Tag Archives: Fairytale

The Real Snow White: A 16th Century Countess?

Portrait of Margarete von Waldeck

Most of us associate the origins of Snow White with Willhelm and Jacob Grimm’s 19th century publication of Kinder- und Hausmärchen (Children’s and Household Tales) which is a volume of German folklore collected by the Grimm brothers and not actually composed by the two.  So where did this tale actually come from?   Is it really just the product of an unknown story-teller’s imagination or was this famous fair-faced maiden based on historical fact?   German scholar Eckhard Sander presumes in his book Schneewittchen: Marchen oder Wahrheit? (Snow White: Is It a Fairy Tale?) that the real Snow White was in fact Countess Margarete Von Waldeck.

Margarete was daughter to Count Phillip von Waldeck-Wildungen and step-daughter to Katherina of Hatzefeld, whom Margarete did not get along with.  At the age of sixteen, Margarete was sent away to Wildungen, Brussels where she met and fell in love with Phillip the II, who would later become king of Spain.   A marriage between the Spanish prince and German countess was seen as politically disadvantageous by many and Margarete’s untimely death all-too-conveniently ended the affair.

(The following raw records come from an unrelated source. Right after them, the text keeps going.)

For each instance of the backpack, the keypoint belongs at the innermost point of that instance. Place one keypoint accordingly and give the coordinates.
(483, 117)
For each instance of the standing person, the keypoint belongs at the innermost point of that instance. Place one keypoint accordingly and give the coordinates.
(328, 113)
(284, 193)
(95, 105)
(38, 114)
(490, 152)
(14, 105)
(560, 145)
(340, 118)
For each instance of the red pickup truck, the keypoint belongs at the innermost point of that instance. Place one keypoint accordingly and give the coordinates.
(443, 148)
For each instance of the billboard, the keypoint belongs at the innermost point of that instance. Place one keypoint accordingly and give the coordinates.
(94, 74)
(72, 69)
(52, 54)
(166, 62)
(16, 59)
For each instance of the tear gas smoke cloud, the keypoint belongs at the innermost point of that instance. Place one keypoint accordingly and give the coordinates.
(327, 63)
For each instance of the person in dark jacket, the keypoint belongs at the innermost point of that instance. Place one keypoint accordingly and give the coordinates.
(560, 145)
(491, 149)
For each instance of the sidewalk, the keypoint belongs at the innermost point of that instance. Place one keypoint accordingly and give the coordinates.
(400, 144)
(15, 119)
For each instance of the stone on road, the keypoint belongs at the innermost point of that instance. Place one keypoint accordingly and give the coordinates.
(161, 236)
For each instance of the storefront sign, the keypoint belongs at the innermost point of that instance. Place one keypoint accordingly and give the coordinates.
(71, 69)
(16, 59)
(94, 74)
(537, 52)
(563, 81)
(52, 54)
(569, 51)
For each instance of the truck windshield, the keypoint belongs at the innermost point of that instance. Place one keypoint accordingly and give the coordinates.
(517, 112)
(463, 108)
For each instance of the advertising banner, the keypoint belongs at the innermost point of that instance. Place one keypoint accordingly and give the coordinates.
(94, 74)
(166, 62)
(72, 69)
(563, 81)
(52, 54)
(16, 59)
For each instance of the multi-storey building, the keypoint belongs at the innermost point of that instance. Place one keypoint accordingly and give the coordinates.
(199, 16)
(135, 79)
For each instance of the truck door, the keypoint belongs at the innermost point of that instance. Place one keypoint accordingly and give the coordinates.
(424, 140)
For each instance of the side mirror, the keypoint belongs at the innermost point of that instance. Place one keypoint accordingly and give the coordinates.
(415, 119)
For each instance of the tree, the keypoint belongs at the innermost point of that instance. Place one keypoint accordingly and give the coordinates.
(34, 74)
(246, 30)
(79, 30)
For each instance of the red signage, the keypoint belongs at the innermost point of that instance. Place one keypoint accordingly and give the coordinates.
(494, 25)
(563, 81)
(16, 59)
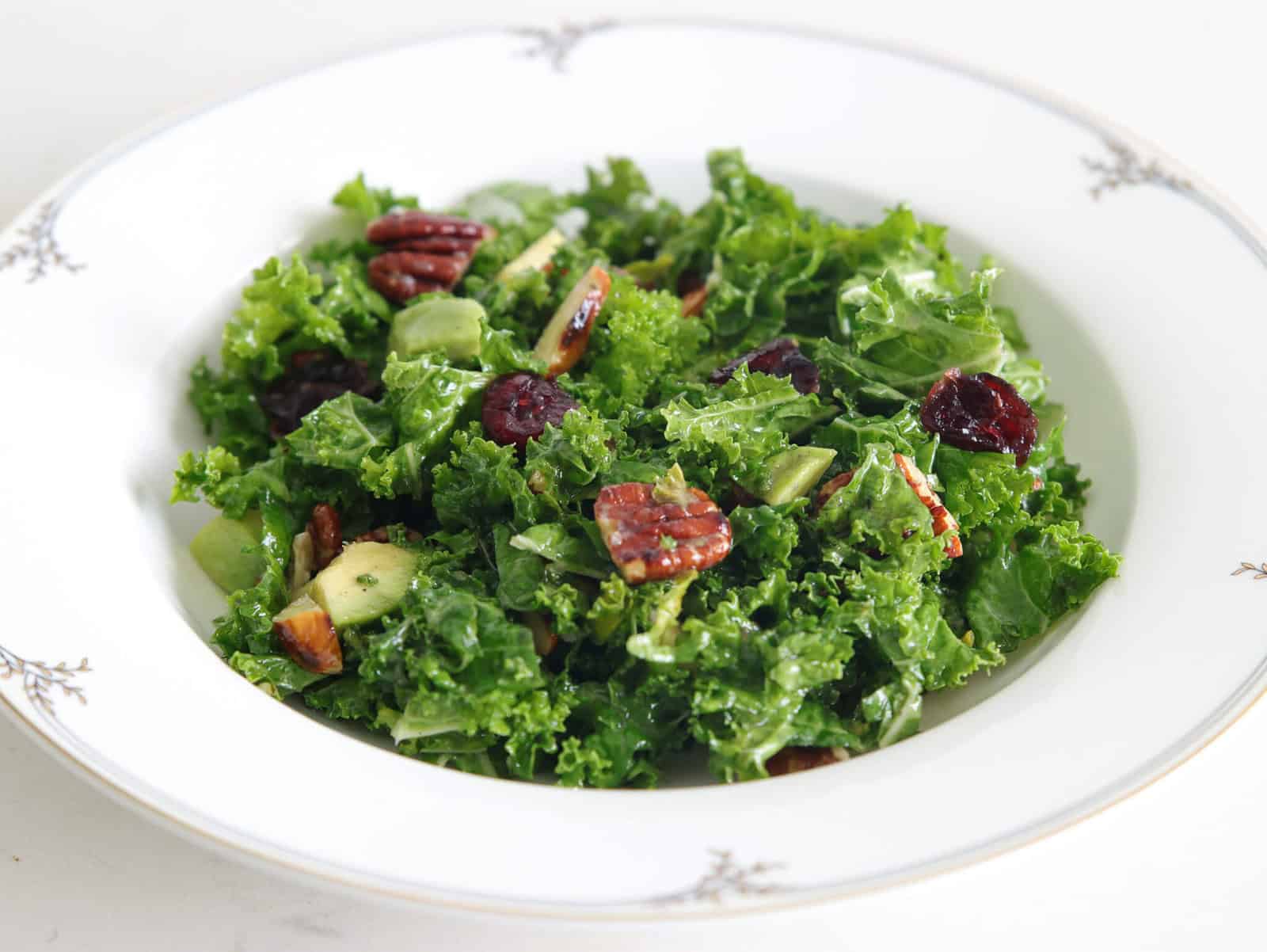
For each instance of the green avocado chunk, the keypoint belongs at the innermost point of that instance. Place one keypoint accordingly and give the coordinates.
(219, 550)
(793, 473)
(449, 325)
(367, 580)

According to Sander, Margarete did not die of some unknown illness, but was poisoned by the Spanish secret police to keep her from marrying the future king.  However, her “wicked” stepmother couldn’t have been the culprit since she was dead before Margarete’s death.  While it is unlikely that the weapon of choice was an apple, poisoned apples were given out by a man living in Wildungen who didn’t want children stealing his fruit.  And as for the seven dwarves, Maragerete’s brother owned copper mines in Wildungen which employed children who worked twelve hour days.  The children grew crooked and crippled from the work. Their hair grayed prematurely and most were dead before the age of  twenty.  Thus, they looked much like the dwarves from the Brothers Grimm’s tale.  According to Sander, the many parts of the story from this particular region were told and retold until they became the tale that the Grimm’s brothers recorded and we now know as “Snow White and the Seven Dwarves.”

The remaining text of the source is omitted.